店内の内装(造作)や設備を解体せず、そのまま次のテナントへ譲ることを指します。

閉店する際には一般的に原状回復工事の義務がありますが、せっかく揃えた設備を解体するのは出費もかさみ、もったいないですよね。

合意がとれた場合は次のテナントへ設備などの内装をそのまま譲渡することができるのです。


造作譲渡料に含むもの、含まないもの

一般的に天井や壁などの内装(造作)に加え、厨房の設備やエアコン、トイレなどが含まれます。

調理器具や食器、リースの物品については含まれません。

音響設備やレジ、テーブルや椅子については含まれる場合とそうでない場合があるため、必ず造作譲渡に何が含まれるか確認するようにしてください。


造作譲渡のメリット

①前テナント(閉店する側テナント)のメリット

・閉店にかかる費用を抑えることができる

費用を抑えられる点が最大のメリットです。

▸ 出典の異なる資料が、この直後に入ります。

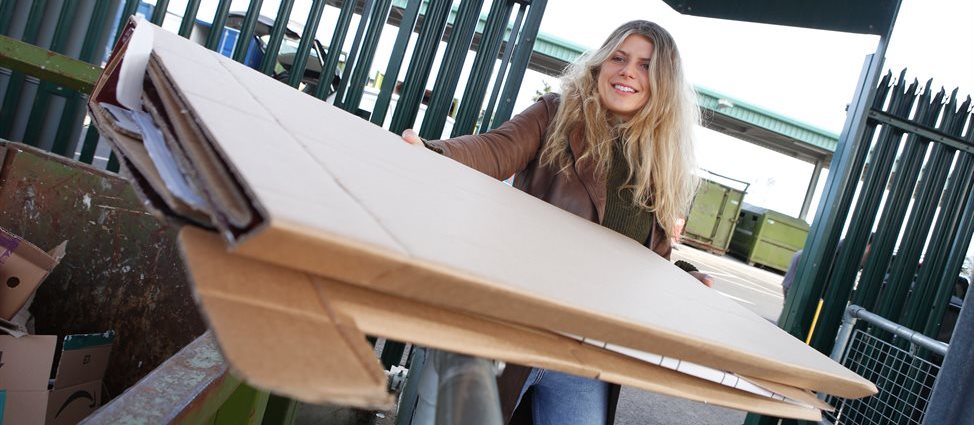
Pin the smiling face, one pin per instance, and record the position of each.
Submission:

原状回復工事が必要な場合は巨額な費用がかかってしまいますが、それを抑えることができるのです。全て譲らないといけない訳ではなく、部分的に譲渡することも可能です。

②次期テナント(入店する側テナント)のメリット

・1から準備するよりもスムーズな開店が可能

前テナントの内装などを引き継ぐことができるため、同じ業態の場合はスムーズな開店が可能です。交渉次第では費用が少し安くなる場合もあるでしょう。


造作譲渡のデメリット

①前テナント(閉店する側テナント)のデメリット

・必ずしも造作譲渡できるとは限らない

次期テナントが見つかりにくく、閉店までに時間がかかってしまう場合もあります。立地条件や内装などによっても左右されるでしょう。

閉店を考え始めた時点で不動産業者に相談したり、知り合いの出店を考えているオーナーに声をかけておくなど、早めの対策を打っておく必要があります。

②次期テナント(入店する側テナント)のデメリット

・引き継ぐ内装や設備が老朽化している可能性がある

前テナントから引き継ぐ時点で、いわゆる中古の状態になります。そのため、設備などが劣化している可能性も否定できません。一度契約した後は、故障や不備があっても、原則引き継いだテナントの責任となりますので、買い替え費用や処分費用が必要です。トラブルを避けるためにも、入念に確認し、納得したうえで譲渡を受けるようにしてください。

・希望していた内装や設備が譲渡物に含まれていない可能性がある

前テナントが譲渡する物を決めることができるため、譲渡されると思っていたものが対象外である可能性もあります。そのため、造作譲渡の対象となるものが何なのか、必ず確認しておきましょう。


ポイント・注意点

①必ず、あらかじめ物件貸主の承諾を得るようにする

造作譲渡の契約自体は前テナントと次期テナントのオーナー間で取り交わされますが、そもそも造作譲渡をしても良いのか、物件貸主に承諾を得るようにしましょう。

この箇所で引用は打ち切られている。